Die Nacht war kurz. Damian und ich hatten uns mit einem Taxi zum Parkplatz vor dem Messegebäude fahren lassen. Keiner von uns beiden hatte spätabends noch jemand anrufen und Fragen beantworten wollen, auf die wir derzeit keine Antwort wussten.

Mir blieben etwa vier Stunden Zeit zum Schlafen, den Großteil davon jedoch wälzte ich mich unruhig in meinem Bett hin und her.

So eine verrückte Idee! Niemals könnte ich mit Damian zusammen einen Laden betreiben. Wie sollte das überhaupt funktionieren? Würden wir einen von beiden dichtmachen?

Völlig abstrus!

Einen kleinen Teil von mir störte es, dass ich bei unserem Gespräch gar nicht so weit davon entfernt gewesen war, mich überzeugen zu lassen. Damian hatte etwas an sich, das mir Respekt einflößte. In seiner Anwesenheit war etwas mit mir passiert. Ich hatte angefangen, ihn ein bisschen weniger unsympathisch zu finden. Diese grünen Augen hatten schon was. Von den muskulösen Armen ganz zu schweigen. Kein Wunder, dass man sich vorstellen wollte, wie er mit freiem Oberkörper Teig knetete …

Nein. Aufhören!

Ich tat ja fast so, als hätte er vorgeschlagen, zu heiraten, um unsere Läden auf traditionelle Weise miteinander zu fusionieren. So toll war er doch gar nicht.

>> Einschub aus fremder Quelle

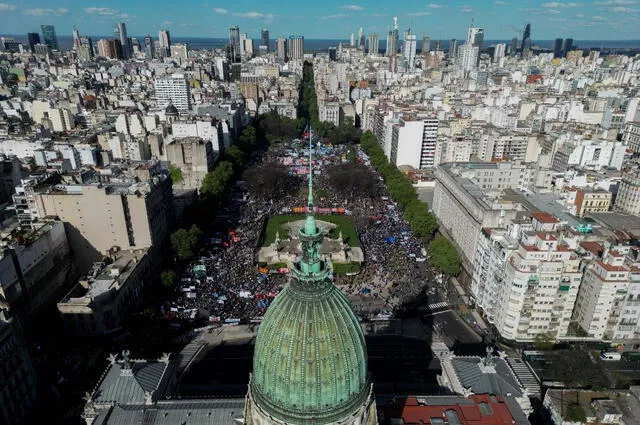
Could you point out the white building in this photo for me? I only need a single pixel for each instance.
(173, 89)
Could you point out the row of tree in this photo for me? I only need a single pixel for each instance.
(424, 225)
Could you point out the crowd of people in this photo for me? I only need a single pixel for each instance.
(226, 285)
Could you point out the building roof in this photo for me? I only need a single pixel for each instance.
(475, 410)
(498, 380)
(543, 217)
(171, 412)
(128, 386)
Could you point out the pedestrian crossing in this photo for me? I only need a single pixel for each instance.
(525, 375)
(438, 306)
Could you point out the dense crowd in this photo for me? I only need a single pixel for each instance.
(226, 284)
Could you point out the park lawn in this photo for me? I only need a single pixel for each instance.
(343, 224)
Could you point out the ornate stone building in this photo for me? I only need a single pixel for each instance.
(310, 359)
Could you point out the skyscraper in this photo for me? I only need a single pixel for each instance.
(499, 52)
(164, 44)
(120, 32)
(49, 36)
(475, 36)
(410, 49)
(234, 42)
(173, 89)
(426, 45)
(321, 373)
(453, 47)
(392, 39)
(281, 48)
(557, 48)
(149, 48)
(526, 34)
(513, 46)
(264, 38)
(296, 47)
(374, 44)
(76, 37)
(567, 46)
(33, 38)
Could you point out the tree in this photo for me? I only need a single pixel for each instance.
(175, 173)
(185, 243)
(444, 256)
(234, 155)
(270, 180)
(351, 180)
(168, 278)
(217, 181)
(543, 342)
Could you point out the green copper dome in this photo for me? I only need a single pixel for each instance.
(310, 359)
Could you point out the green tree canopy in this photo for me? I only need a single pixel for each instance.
(185, 242)
(168, 278)
(444, 256)
(217, 181)
(175, 173)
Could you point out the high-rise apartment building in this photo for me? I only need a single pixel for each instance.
(120, 32)
(426, 45)
(164, 44)
(281, 48)
(135, 212)
(49, 36)
(234, 43)
(410, 43)
(567, 46)
(475, 36)
(526, 35)
(557, 48)
(296, 47)
(33, 38)
(468, 57)
(264, 38)
(453, 48)
(374, 44)
(110, 48)
(149, 48)
(499, 52)
(173, 89)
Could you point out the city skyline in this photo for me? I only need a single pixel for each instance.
(592, 20)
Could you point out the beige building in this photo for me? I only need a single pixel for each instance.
(100, 302)
(628, 199)
(130, 212)
(592, 201)
(194, 157)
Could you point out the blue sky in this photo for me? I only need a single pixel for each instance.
(586, 20)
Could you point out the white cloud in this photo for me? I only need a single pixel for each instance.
(104, 11)
(336, 16)
(6, 7)
(255, 15)
(560, 5)
(46, 12)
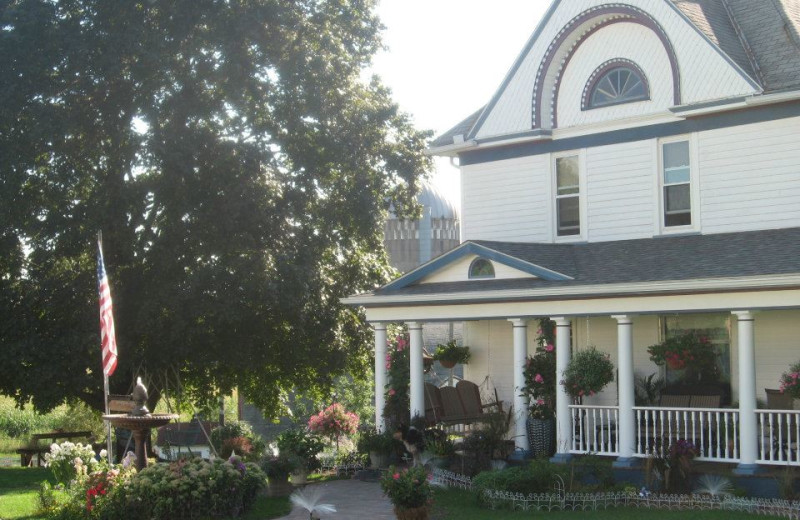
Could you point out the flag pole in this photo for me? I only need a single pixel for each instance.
(109, 443)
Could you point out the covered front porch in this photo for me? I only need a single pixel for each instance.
(763, 327)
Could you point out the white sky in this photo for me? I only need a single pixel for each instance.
(446, 58)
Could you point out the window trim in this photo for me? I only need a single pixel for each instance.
(582, 207)
(694, 186)
(474, 261)
(600, 73)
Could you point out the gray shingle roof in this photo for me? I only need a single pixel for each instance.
(761, 36)
(689, 257)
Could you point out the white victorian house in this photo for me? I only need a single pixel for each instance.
(636, 172)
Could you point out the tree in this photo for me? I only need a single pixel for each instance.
(239, 167)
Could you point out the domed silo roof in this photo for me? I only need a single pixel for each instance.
(436, 203)
(412, 243)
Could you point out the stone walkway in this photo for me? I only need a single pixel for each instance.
(353, 499)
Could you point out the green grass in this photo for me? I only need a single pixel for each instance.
(265, 508)
(462, 505)
(19, 487)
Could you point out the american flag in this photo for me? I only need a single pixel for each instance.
(107, 338)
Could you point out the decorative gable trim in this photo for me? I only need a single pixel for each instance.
(471, 248)
(605, 15)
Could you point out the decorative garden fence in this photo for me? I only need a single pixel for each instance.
(594, 501)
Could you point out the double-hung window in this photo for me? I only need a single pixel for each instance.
(676, 180)
(568, 208)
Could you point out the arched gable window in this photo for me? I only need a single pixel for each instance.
(615, 82)
(481, 268)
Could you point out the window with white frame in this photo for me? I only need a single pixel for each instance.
(568, 212)
(676, 179)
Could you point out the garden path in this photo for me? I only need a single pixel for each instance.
(353, 499)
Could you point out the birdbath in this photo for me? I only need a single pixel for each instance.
(140, 421)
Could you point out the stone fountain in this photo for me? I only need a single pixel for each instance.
(140, 421)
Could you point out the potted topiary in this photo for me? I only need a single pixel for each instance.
(588, 372)
(377, 445)
(410, 492)
(304, 446)
(450, 354)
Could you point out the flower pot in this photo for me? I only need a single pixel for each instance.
(378, 460)
(541, 436)
(411, 513)
(299, 477)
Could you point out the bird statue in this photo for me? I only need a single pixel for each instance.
(139, 396)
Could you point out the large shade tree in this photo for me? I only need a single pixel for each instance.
(239, 163)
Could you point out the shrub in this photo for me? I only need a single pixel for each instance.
(302, 444)
(408, 488)
(194, 488)
(537, 477)
(234, 432)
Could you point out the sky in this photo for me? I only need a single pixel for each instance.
(446, 58)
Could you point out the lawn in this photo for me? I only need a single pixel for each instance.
(461, 505)
(19, 491)
(19, 498)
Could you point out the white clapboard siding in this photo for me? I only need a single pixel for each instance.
(705, 73)
(750, 177)
(620, 191)
(506, 200)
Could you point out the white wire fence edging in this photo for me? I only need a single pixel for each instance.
(595, 501)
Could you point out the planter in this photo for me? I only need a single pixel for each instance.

Er war mein Konkurrent und backte verformte Eclair-Häufchen – die aber angeblich himmlisch schmeckten.

Um halb drei betrat ich die Backstube. Zum Glück war Montag. Lara, meine Aushilfsbäckerin, war bereits da und hatte sich den Sauerteig vorgenommen, den sie ausnahmsweise selbst gestern Nachmittag vorbereitet hatte, weil ich auf der Messe war. Dreimal in der Woche half sie aus und bereitete mit mir zusammen Teige für Brot, Brötchen und Gebäckteilchen vor. Außerdem konnte ich mich dann mehr auf meine Kuchen- und Tortenspezialitäten konzentrieren. Montags gab es Käsesahnetorte und eine Obstsahnetorte, dazu gedeckten Apfelkuchen und Buttercremeschnitten, Baisers sowie natürlich Eclairs.

Ich hatte nach der Lehre zur Bäckerin noch Konditorin gelernt. Außerdem rüstete ich immer wieder meine Kenntnisse in Patisserie auf. Bisher beschränkte ich mich auf Sonderaktionen oder Spezialaufträge. Macarons, Choux, Sablés, Tartes – es gab so viel, was ich erschaffen wollte. Feingebäck in mein festes Sortiment aufzunehmen, traute ich mich allerdings nicht. Es kostete unheimlich viel Zeit und lenkte von meinem Hauptgeschäft ab. Die meisten Leute brauchten nun mal Brot und Brötchen und waren mit den üblichen Blechkuchen und Standardtorten zufrieden. Die hatte ich schließlich auch gut drauf.

Zudem fehlte mir die Zeit für das regelmäßige Erschaffen kleiner Backkunstwerke. Leider arbeitete Lara an den restlichen Tagen in einer anderen Bäckerei – nicht bei Damian, sondern in Bergen, das ein Stück südlich von uns lag.